Japan Geoscience Union Meeting 2019

Presentation information

[J] Poster

A (Atmospheric and Hydrospheric Sciences ) » A-CG Complex & General

[A-CG39] Biogeochemical cycles in Land Ecosystem

Tue. May 28, 2019 5:15 PM - 6:30 PM Poster Hall (International Exhibition Hall8, Makuhari Messe)

convener:Tomomichi Kato(Research Faculty of Agriculture, Hokkaido University), Kazuhito Ichii(Chiba University), Takeshi Ise(FSERC, Kyoto University), Munemasa Teramoto(National Institute for Environmental Studies)

[ACG39-P02] Simple approach to predict flowering and full blooming dates by bi-directional Self Organizing Maps

*Shin Nagai1, Hiroshi Morimoto2, Taku M Saitoh3 (1.Research and Development Center for Global Change, Japan Agency for Marine-Earth Science and Technology, 2.Nagoya University, 3.River Basin Research Center, Gifu University)

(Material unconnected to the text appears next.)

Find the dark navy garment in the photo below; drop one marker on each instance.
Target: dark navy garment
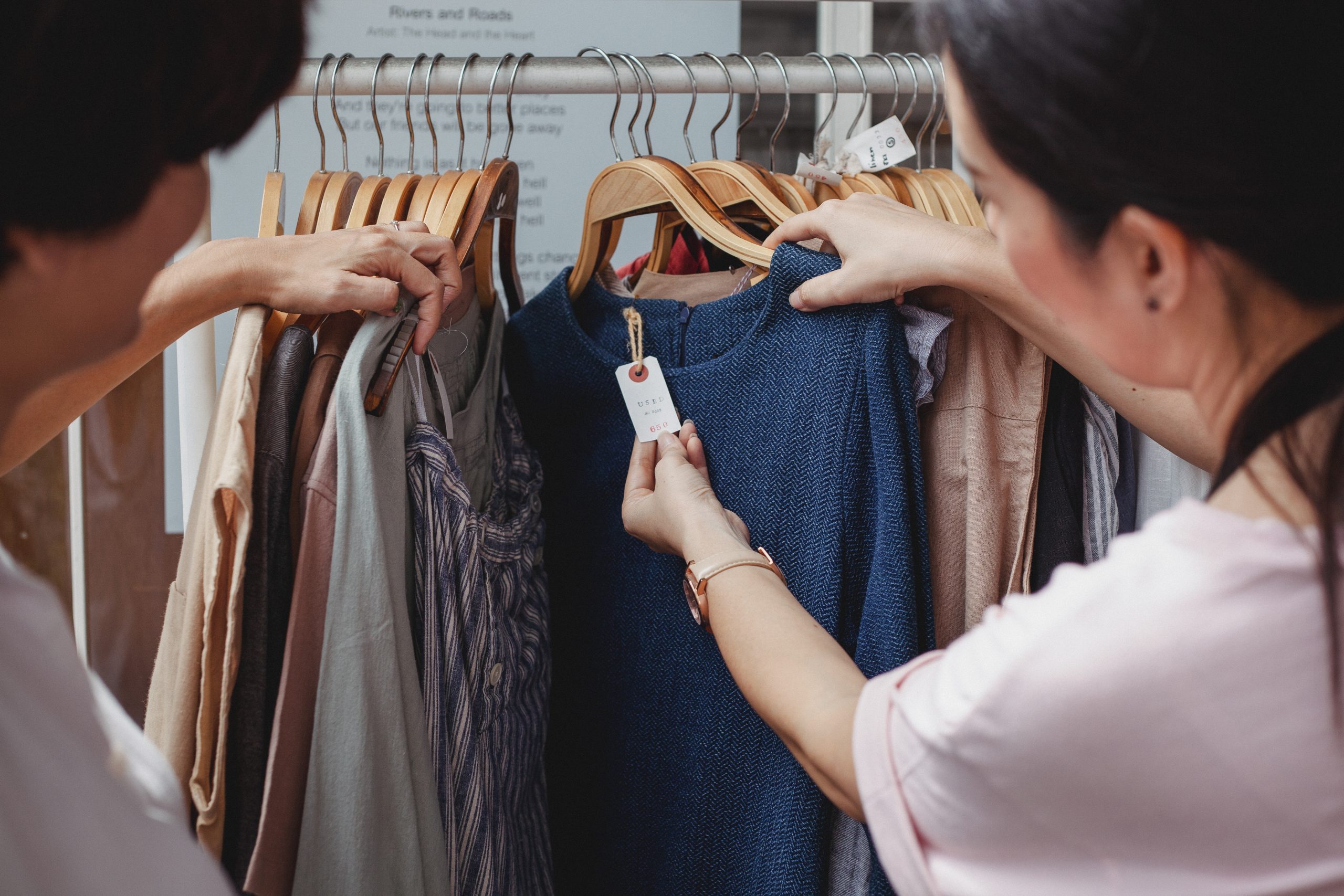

Keywords:phenology, Self Organizing Maps, climate change

Accurate prediction of blooming phenology is important to evaluate spatio-temporal variability of ecosystem functions and services, and biodiversity under climate change. The process-based phenology models have been developed but they require suitable parameters to account for endodormancy and ecodormancy processes for each species. Our eco-physiological interpretation and observations of these processes are not still enough for various species. Here, we proposed a simple blooming phenology model by the bi-directional Self Organizing Maps (SOM). SOM, which is one of the data mining approaches, is a tool for categorizing patterns in n-dimensional observation data by forming a 2 dimensional lattice (https://clarkdatalabs.github.io/soms/SOM_NBA). The flowering and full blooming dates from 1953 to 2018 in 42 sites, Japan were predicted by the bi-directional SOM. We inputted daily mean air temperature during ecodormancy period (mainly from February to just before the flowering date) into input vectors and observed flowering or full blooming dates into a target vector. The mean absolute errors between predicted and observed flowering and full blooming dates were 2.78 to 4.33 days and 2.77 to 4.76 days, respectively. Compared with the process-based phenology model approach, our proposed approach have a little higher error. However, our approach has a merit that flowering and full blooming dates can be predicted with the very low cost of calculation without accounting for the endodormancy and ecodormancy processes. In this presentation, we show the latest result and discuss usability, uncertainty, and outlook of our proposed method.